Recipe
Spanish Rice with an Egg Crust - (Arroz con Costra)
Posted by : unknown
Preparation time : 10 Min
Cooking time : 1 Hrs 0 Min
Level of difficulty : Medium
Ingredients
6 servings
- 500gr cups rice
- 1 teacup olive oil
- 300gr chicken, cut into chunks
- 300 gr rabbit, cut into chunks
- 6 meatballs
- 1 tomato
- 1 - 1/4 liters white chicken stock or water
- Pinch of saffron
- 200gr chickpeas--soaked and cooked
- 12 eggs
- 3 cloves Garlic
- Salt
Preparation
- Heat the oil in a large ovenproof casserole, fry the chicken, the rabbit and the meatballs, add the garlic and the tomato and simmer slightly. Add the stock and let it boil for a few minutes until the meat is tender.

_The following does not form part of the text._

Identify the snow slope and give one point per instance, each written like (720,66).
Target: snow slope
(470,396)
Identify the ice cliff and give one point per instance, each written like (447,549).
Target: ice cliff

- Spread the meat over the bottom of an ovenproof casserole; add the dry rice, the chickpeas and saffron. Check the salting of the stock or water and pour it over the rice. Bake uncovered in a medium oven until the rice is almost dry.
- Remove from the oven, Beat the eggs lightly with a little salt, pour them over the rice and put the casserole back into the oven for 8-10 minutes. This gives a rich, thick egg layer; if you want a thinner crust, use half the eggs.